The JBL LIVE 300TWS Truly Wireless are slightly better in-ears than the TOZO T6 Truly Wireless. The JBL are more comfortable and have a slightly better control scheme with more functionality. Their default sound profile is also better-balanced, and they have a great dedicated companion app that gives you a parametric EQ, presets, and button-mapping options. On the other hand, the TOZO block out much more background noise passively and have a longer battery, including many more charges in their case.
The TOZO T6 Truly Wireless and the Mpow EM12 Wireless Earphone Bluetooth Headset look similar but are designed for different uses. While the T6 are fairly standard truly wireless in-ears, the EM12 looks like a single earbud from a pair of truly wireless headphones and is designed to use primarily while talking on the phone. That being said, the mic on the T6 performs similarly overall, making them a more versatile option, as you can use a single earbud, or use both to listen to music. The T6 also have a less bass-heavy sound profile, though they do lack a bit of brilliance with higher-frequencies. Overall, the T6 are much more versatile and are likely a better choice for most people.
The Mpow Flame Pro Truly Wireless and the TOZO T6 Truly Wireless are both very good headphones for sports. The Flame Pro feature an ear-hook design that will be more stable in the ear, they're also more comfortable and have a much better battery performance overall. On the other hand, the T6 have a better-balanced sound profile, block out background noise significantly better, and have a much smaller and more portable case.

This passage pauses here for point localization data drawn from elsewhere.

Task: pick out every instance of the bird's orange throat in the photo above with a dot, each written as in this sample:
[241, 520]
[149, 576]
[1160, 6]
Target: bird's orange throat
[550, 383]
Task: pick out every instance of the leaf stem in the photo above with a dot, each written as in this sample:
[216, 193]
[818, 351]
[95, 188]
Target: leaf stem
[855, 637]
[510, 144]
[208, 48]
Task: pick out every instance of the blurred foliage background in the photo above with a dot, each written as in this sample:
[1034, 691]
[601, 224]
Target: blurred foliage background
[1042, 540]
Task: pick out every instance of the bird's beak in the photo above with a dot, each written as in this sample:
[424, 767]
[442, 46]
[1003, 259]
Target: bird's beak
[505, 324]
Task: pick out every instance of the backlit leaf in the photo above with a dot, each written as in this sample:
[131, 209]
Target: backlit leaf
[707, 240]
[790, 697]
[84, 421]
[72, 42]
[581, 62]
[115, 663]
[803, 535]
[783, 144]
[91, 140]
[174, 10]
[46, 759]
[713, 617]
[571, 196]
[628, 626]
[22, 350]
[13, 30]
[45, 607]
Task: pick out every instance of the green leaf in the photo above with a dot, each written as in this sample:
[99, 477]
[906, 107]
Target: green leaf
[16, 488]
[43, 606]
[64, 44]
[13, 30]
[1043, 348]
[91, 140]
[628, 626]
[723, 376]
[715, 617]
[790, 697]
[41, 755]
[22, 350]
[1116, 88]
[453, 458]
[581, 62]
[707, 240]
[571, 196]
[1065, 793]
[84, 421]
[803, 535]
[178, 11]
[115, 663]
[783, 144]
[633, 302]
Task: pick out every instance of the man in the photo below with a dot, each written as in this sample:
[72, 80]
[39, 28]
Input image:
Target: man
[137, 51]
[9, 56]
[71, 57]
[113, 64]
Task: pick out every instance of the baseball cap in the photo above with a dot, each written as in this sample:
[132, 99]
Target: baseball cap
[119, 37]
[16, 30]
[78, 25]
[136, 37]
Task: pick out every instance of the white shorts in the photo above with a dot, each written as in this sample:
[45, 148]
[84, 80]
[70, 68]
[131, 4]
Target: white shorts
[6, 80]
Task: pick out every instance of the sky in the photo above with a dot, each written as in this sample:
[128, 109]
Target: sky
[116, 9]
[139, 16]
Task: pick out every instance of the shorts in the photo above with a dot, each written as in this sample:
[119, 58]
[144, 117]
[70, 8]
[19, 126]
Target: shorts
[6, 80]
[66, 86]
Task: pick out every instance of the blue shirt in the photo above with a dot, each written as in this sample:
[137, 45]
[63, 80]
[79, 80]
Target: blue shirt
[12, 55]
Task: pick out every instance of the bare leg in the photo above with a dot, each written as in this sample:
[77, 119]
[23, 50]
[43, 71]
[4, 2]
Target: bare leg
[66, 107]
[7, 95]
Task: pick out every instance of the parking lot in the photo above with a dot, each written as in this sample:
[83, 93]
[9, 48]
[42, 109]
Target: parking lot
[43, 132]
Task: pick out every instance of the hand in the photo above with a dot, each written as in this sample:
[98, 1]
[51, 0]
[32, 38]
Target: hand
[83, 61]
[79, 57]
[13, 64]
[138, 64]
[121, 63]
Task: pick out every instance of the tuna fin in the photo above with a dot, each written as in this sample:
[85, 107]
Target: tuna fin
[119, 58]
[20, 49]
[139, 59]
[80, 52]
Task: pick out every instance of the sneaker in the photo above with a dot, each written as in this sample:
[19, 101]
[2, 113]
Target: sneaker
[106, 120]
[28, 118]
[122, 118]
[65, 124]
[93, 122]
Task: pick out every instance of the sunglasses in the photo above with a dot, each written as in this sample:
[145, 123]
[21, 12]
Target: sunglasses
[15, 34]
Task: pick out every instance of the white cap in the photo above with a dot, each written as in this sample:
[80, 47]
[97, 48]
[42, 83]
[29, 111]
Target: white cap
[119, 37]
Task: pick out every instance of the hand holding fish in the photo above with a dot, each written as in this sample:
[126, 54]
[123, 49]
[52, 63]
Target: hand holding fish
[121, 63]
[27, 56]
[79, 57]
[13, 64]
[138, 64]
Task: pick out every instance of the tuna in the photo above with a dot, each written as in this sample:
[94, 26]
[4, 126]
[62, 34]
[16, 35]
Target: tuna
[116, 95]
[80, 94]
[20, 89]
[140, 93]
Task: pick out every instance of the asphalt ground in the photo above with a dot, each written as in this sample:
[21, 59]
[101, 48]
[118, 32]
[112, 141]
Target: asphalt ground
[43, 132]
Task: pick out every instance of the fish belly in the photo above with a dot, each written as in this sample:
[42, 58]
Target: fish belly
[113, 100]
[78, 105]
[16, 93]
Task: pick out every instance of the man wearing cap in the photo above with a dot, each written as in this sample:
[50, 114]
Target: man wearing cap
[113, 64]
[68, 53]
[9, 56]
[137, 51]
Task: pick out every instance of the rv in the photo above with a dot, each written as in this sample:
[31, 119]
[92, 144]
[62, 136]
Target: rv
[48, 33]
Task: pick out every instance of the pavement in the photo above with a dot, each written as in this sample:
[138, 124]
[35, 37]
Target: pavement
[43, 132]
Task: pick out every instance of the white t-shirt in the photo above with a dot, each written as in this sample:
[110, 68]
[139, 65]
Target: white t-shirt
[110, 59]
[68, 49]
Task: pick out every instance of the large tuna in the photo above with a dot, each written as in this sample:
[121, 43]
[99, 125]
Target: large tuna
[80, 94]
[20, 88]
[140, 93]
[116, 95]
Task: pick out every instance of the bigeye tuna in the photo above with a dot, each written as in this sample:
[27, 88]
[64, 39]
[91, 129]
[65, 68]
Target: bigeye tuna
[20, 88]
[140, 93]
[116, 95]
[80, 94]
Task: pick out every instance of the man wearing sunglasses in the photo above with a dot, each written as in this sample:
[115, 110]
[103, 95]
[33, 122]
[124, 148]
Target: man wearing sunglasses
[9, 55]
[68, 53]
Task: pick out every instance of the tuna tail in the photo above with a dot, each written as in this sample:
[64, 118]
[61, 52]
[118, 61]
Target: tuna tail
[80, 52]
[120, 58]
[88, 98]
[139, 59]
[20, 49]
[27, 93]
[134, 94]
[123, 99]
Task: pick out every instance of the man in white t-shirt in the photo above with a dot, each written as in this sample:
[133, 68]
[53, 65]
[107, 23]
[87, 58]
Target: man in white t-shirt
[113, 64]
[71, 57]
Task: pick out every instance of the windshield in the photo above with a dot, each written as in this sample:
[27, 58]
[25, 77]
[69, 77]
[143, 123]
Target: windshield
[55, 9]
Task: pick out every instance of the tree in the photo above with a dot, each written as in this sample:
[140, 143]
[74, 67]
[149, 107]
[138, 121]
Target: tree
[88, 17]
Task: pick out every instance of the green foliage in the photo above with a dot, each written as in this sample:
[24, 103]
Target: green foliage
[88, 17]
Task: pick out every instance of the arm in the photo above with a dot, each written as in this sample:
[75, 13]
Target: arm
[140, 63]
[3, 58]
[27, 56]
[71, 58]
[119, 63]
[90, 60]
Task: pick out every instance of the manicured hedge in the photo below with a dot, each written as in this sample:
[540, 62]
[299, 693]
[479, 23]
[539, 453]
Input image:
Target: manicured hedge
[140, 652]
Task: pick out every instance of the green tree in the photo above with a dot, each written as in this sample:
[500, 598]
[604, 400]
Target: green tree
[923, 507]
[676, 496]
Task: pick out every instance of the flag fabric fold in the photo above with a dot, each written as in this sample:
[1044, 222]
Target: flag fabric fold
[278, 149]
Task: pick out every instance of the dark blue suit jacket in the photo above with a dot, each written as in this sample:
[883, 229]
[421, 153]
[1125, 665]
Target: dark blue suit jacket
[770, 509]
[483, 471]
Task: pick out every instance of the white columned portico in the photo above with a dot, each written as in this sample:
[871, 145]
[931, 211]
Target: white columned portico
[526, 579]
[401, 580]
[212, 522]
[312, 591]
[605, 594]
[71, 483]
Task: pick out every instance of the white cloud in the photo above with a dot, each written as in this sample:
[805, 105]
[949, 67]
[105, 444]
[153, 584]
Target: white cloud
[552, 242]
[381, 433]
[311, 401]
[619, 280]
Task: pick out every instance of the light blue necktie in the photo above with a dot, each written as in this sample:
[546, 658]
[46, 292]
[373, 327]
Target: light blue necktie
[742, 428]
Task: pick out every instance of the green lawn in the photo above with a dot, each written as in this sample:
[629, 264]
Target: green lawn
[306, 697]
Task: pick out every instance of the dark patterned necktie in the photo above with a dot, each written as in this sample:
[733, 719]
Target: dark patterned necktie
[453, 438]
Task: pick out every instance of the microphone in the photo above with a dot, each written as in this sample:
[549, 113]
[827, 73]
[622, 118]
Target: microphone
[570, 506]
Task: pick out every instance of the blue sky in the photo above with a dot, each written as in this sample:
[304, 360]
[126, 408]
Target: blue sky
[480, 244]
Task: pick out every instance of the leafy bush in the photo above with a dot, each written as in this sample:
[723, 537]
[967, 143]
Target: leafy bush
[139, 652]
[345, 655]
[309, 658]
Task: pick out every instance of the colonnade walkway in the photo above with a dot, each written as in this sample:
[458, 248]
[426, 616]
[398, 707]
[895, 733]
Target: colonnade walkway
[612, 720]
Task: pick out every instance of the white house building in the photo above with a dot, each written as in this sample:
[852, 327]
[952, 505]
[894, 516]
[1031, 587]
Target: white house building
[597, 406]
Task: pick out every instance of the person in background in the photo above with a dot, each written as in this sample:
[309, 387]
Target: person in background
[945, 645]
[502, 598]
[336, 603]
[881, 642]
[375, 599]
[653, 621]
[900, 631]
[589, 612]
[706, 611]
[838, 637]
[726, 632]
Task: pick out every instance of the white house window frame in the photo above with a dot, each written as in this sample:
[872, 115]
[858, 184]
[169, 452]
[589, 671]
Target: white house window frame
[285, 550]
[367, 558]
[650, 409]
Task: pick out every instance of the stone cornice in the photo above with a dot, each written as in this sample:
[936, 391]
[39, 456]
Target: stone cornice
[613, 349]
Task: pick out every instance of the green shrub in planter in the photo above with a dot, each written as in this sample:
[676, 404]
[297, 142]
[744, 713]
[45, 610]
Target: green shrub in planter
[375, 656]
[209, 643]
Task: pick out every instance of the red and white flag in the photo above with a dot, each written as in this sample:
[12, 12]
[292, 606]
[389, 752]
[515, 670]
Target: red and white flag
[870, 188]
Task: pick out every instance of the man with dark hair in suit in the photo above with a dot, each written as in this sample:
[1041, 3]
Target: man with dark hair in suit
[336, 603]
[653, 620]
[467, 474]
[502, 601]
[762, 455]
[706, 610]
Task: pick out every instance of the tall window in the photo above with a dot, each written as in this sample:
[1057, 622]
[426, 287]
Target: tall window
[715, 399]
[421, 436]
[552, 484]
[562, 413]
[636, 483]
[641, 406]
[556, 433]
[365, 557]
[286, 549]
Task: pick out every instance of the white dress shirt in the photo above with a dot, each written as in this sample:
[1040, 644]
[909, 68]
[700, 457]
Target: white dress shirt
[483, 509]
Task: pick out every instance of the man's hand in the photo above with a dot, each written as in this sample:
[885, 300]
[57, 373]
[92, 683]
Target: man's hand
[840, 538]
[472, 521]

The TOZO T6 Truly Wireless are much better truly wireless earbuds than the Raycon E55 Truly Wireless. They have a much better-balanced sound profile, feel better built, have better noise isolation, a better microphone, wireless charging, and a slightly longer single-charge battery life. On the other hand, the E55 feel more stable in the ear and have a longer overall battery life.
The TOZO T6 Truly Wireless are better truly wireless earbuds than the Raycon E25 True Wireless. The TOZO feel better-built, have a much better-balanced sound profile, isolate background noise better, have wireless charging, and a longer overall battery life. On the other hand, the Raycon are more comfortable, and last longer off a single charge.